Gasification of coal offers a versatile and clean method for converting coal into gaseous fuel. In gasification, the solid fuel (coal) is oxidized in a fuel-rich environment at a high temperature and pressure. Under these conditions, the coal is broken apart into a gaseous mixture of CO and H2, which compose syngas fuel, the primary product of coal gasification, along with other products, such as CO2 and H2O. In addition to producing combustible gaseous fuel, coal gasifiers are also more efficient than traditional coal-fired boilers, both in thermal conversion of energy and in power cycle design.
However, coal gasification is still poorly understood. Coal is an extremely complex fuel, and the physical processes occurring in a gasifier span enormous length and time scales and involve large amounts of energy. Comprehensive models describing coal gasification must account for a large number of coupled physical processes. In order to attain better understanding of gasification for the design and retrofit of applied-scale gasifiers, simulation tools that can handle these complex systems must be developed.
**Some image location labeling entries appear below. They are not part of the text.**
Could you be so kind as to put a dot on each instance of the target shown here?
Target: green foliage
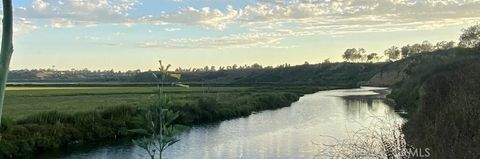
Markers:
(6, 49)
(447, 116)
(419, 68)
(470, 37)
The combination of the direct quadrature method of moments (DQMOM) with large eddy simulation (LES) provided by the ARCHES code was used to simulate coal gasification. Massively parallel simulations that include physical models for the dispersed coal phase, gas phase turbulence and combustion models were performed and compared to experimental data from Brown [4,5]. A more detailed description of the DQMOM approach and of the coal particles models can be found here in [6,7].